Contributor

Miles J. Zaremski

Attorney, Author and Writer

I have been an attorney, writer and law school faculty (adjunct) over my, now, 44-year legal career. In that time, I have lectured worldwide on various topics, principally in my specialties of health care law/civil litigation/medical device-products liability, and, notably in recent years, on the Affordable Care Act (("ACA") in which I was asked to counsel Members of Congress as it (="Obamacare") was being drafted in 2009-2010. I have also provided content to the editorial page of USA Today, various legal texts via chapter authors or other commentary, and been a legal columnist for several publications. Additionally, I have been the longest serving chair (5 years) for the Am. Bar. Assoc.'s Standing Committee on Medical Professional Liability and a (past) president of the American College of Legal Medicine. I began blogging for HuffPost probably over five years ago now, amassing over 132 published articles to date. I have covered many areas within the health care law framework as a practicing lawyer/writer, from medical liability defense to antitrust to peer review to physicians ability to testify as experts without running afoul of professional organizations to which they belong to rights of competent adults facing a terminally illness.
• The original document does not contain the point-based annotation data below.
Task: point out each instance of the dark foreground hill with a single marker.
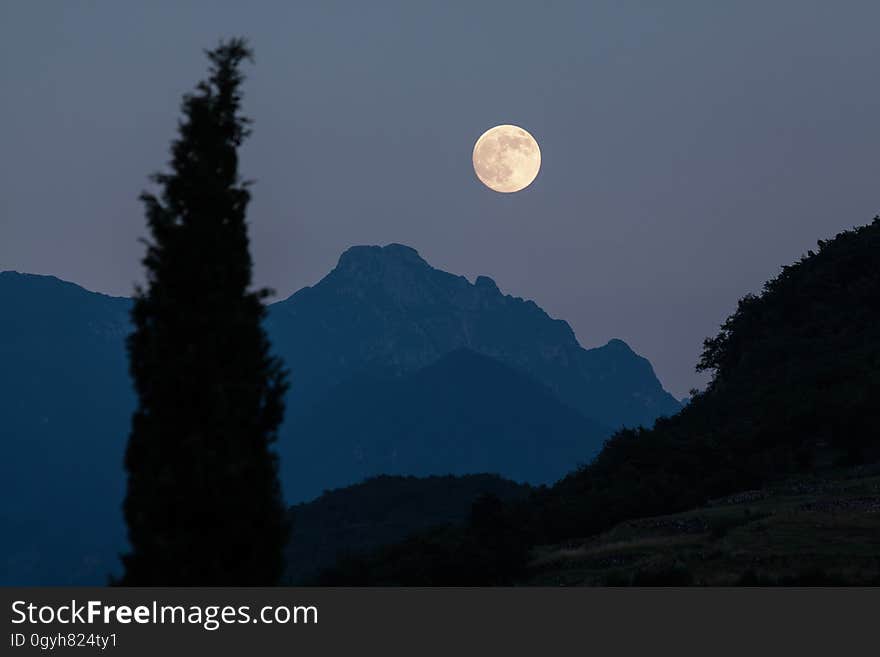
(352, 521)
(384, 310)
(464, 413)
(384, 326)
(794, 393)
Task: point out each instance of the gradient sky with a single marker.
(689, 148)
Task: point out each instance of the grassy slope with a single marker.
(823, 529)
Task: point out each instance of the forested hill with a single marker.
(796, 378)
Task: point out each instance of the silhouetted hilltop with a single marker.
(384, 309)
(793, 395)
(348, 522)
(795, 388)
(461, 414)
(383, 326)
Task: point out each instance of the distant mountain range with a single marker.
(397, 368)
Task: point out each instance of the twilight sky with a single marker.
(689, 148)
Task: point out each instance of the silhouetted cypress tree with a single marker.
(203, 504)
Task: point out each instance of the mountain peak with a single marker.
(360, 256)
(618, 345)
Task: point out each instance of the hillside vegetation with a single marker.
(796, 376)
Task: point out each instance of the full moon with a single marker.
(506, 158)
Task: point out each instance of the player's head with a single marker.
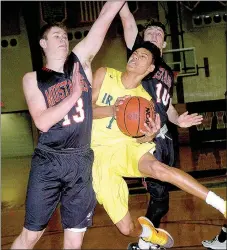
(143, 59)
(54, 40)
(155, 32)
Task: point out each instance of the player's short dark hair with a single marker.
(155, 51)
(154, 23)
(46, 28)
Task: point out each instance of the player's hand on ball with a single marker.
(118, 102)
(152, 129)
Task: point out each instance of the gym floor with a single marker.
(189, 219)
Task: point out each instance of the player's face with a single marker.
(56, 44)
(154, 35)
(140, 61)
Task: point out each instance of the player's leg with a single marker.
(42, 198)
(78, 199)
(159, 201)
(159, 191)
(27, 239)
(149, 166)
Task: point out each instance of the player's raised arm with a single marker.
(99, 111)
(129, 26)
(90, 45)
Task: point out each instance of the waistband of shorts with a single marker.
(80, 150)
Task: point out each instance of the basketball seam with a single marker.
(124, 117)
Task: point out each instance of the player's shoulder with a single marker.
(29, 77)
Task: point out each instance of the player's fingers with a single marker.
(185, 113)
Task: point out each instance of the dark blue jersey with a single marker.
(74, 130)
(159, 84)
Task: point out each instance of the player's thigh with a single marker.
(128, 165)
(78, 200)
(43, 191)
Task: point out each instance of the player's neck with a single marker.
(130, 81)
(55, 64)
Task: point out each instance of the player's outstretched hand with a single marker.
(151, 130)
(185, 120)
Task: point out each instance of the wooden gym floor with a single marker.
(189, 219)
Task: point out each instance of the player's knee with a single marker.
(29, 238)
(73, 238)
(159, 171)
(158, 190)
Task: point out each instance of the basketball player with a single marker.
(118, 155)
(59, 100)
(159, 85)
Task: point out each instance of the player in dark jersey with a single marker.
(159, 85)
(59, 99)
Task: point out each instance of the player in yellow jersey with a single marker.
(118, 156)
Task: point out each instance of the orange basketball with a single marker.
(132, 115)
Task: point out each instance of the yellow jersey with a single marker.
(105, 130)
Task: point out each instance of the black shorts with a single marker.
(60, 176)
(164, 153)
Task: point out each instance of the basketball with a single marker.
(133, 113)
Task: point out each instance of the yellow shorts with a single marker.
(111, 164)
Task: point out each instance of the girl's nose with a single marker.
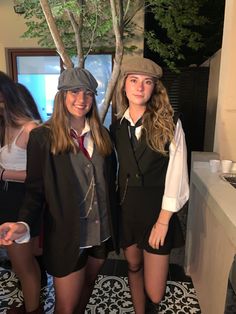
(140, 86)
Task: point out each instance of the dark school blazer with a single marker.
(145, 168)
(51, 184)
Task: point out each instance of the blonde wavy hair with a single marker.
(158, 124)
(59, 124)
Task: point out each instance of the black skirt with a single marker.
(139, 212)
(11, 198)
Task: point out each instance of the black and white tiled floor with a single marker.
(111, 294)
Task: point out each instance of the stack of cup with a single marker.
(226, 165)
(214, 165)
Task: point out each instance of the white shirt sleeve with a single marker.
(176, 191)
(26, 237)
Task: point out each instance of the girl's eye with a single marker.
(149, 82)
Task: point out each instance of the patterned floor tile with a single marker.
(111, 295)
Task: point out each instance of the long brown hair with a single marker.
(158, 125)
(59, 124)
(17, 107)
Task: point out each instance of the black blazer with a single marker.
(51, 184)
(145, 167)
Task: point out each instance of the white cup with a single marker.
(226, 165)
(233, 167)
(214, 165)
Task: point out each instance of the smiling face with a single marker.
(78, 103)
(139, 89)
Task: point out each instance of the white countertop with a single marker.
(219, 195)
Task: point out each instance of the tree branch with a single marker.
(55, 34)
(118, 56)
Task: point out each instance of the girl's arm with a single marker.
(176, 187)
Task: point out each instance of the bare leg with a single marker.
(134, 258)
(92, 269)
(68, 292)
(155, 275)
(27, 270)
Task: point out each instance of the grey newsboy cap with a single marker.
(77, 78)
(142, 66)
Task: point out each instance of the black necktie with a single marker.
(133, 138)
(80, 141)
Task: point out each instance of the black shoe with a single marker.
(151, 308)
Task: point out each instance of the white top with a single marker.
(13, 157)
(176, 191)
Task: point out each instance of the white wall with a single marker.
(11, 28)
(225, 130)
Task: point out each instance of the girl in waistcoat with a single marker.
(71, 169)
(153, 180)
(17, 118)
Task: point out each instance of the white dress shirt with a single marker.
(176, 191)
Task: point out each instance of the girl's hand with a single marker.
(9, 232)
(158, 234)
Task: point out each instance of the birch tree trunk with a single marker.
(55, 34)
(117, 20)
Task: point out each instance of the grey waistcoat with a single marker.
(94, 225)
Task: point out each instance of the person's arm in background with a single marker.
(176, 191)
(34, 199)
(22, 142)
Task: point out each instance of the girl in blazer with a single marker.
(71, 171)
(153, 179)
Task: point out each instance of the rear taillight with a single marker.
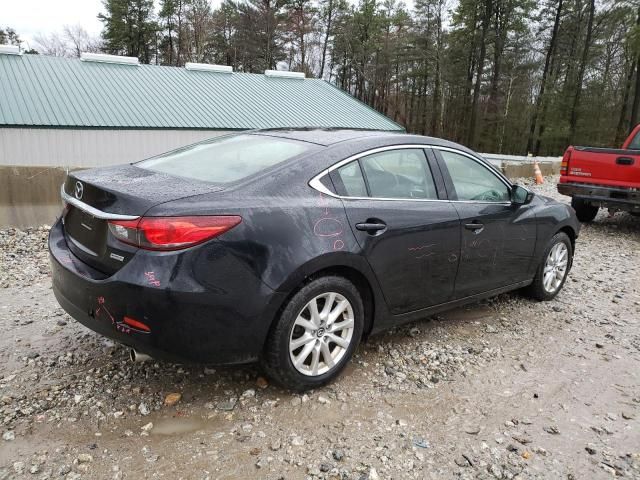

If there is a concept, however, for which I would like to be known (and have published as far back as 2008), it is this: health care is a right for all Americans, not a personal privilege or a responsibility provided buy the private market. As well, the ACA is the best start to ensuring this "goal", even though it needs tweaking; it surely does NOT need to be repealed and replaced! To fortify this latter thought, just consider the millions of Americans that now have gained the ability to access and afford health care insurance because of the ACA and the benefits provided by the ACA. Concomitantly, just think about the millions of citizens that never had the ability to maintain, acquire and reacquire their health before the ACA became law in March 2010 that allowed them to do so.